From time to time, you might get a list of variants in map format, or as a list with only chromosome and position information. Reference and alternative alleles are not specified because the variants are from GWA studies with well-defined reference and alternative alleles. In this case, you can use format map
, which automatically retrieve reference and alternative alleles from a specified dbSNP database.
vtools show format format/map.fmt
Format: map
Description: This input format imports variants from files in MAP format (with
columns chr, name gen_dist, pos), or any delimiter-separated format
with columns chr and pos. Because these input files do not contain
reference and alternative alleles of variants, this format queries
such information from the dbSNP database using chr and pos. Records
that does not exist in dbSNP will be discarded.
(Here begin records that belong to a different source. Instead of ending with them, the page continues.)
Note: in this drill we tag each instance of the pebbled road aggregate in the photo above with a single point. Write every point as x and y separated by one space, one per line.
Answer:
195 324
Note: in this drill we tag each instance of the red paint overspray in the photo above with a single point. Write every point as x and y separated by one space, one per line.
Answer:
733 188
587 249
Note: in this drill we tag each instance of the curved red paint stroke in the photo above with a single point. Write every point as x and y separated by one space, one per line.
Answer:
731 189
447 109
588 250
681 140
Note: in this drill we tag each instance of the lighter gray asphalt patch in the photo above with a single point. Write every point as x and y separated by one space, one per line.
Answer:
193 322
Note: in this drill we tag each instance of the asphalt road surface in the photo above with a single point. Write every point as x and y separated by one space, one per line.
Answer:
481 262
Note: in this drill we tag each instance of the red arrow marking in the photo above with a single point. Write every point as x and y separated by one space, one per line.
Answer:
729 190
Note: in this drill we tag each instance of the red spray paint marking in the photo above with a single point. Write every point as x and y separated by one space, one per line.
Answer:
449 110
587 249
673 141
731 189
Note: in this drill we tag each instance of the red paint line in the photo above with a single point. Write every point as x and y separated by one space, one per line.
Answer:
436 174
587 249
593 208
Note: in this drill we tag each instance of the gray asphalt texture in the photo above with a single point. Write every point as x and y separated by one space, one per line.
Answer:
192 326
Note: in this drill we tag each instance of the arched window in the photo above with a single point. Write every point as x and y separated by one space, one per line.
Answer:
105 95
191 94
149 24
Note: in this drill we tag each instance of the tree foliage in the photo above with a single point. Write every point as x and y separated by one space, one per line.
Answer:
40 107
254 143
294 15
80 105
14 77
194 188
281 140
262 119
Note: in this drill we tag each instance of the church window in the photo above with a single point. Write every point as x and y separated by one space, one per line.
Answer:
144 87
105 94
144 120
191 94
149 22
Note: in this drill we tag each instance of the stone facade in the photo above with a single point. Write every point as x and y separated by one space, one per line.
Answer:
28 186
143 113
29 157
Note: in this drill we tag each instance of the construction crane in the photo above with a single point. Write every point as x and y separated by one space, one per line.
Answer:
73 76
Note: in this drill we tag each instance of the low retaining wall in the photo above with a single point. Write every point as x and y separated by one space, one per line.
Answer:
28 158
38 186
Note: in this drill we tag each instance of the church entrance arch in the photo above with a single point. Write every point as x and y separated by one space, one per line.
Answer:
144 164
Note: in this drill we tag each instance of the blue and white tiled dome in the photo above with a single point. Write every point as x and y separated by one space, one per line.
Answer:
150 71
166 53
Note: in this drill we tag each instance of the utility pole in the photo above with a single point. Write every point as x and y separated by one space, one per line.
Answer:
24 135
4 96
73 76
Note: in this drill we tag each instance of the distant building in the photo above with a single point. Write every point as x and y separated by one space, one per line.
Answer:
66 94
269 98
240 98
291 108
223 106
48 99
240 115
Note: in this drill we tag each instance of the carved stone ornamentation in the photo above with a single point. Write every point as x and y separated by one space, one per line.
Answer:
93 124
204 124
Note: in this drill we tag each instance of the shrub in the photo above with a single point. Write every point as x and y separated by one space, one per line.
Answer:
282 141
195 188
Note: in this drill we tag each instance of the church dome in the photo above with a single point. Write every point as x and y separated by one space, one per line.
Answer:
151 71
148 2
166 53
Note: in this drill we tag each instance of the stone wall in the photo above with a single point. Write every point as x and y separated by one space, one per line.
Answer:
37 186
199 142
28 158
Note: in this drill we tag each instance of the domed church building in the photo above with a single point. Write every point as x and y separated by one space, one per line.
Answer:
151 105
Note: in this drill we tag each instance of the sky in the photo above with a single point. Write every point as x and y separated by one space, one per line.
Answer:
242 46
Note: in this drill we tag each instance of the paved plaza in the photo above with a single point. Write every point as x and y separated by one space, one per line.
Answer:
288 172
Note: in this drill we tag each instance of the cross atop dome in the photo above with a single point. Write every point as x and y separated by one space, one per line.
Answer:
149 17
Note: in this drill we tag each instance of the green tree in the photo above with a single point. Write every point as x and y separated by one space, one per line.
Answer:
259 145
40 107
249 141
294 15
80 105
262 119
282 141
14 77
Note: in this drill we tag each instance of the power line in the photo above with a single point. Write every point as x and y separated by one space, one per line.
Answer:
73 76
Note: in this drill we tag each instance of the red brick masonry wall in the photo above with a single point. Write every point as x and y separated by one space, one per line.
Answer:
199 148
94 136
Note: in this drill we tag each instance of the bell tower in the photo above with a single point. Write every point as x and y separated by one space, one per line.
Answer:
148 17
Records with
multiple alternative alleles will lead to multiple records.
Columns:
None defined, cannot export to this format
variant:
chr Chromosome
pos 1-based position
ref Reference allele, '-' for insertion.
alt Alternative allele obtained from another database
Format parameters:
db_file (default: dbSNP.DB)
pos_idx Index of column for pyhysical location in the map file, should be 4
for a standard map file with chr, pos, gen_dist, pos.
(default: 4)
ref_field Name of ref field from the annotation database, used to retrieve
reference allele at specified location. (default:
refNCBI)
alt_field Name of alt field from the annotation database, used to retrieve
alternative allele at specified location. (default:
alt)
chr_field Name of chr field from the annotation database, used to locate
variants from the dbSNP database. (default: chr)
pos_field Name of pos field from the annotation database, used to locate
variants from the dbSNP database. (default: start)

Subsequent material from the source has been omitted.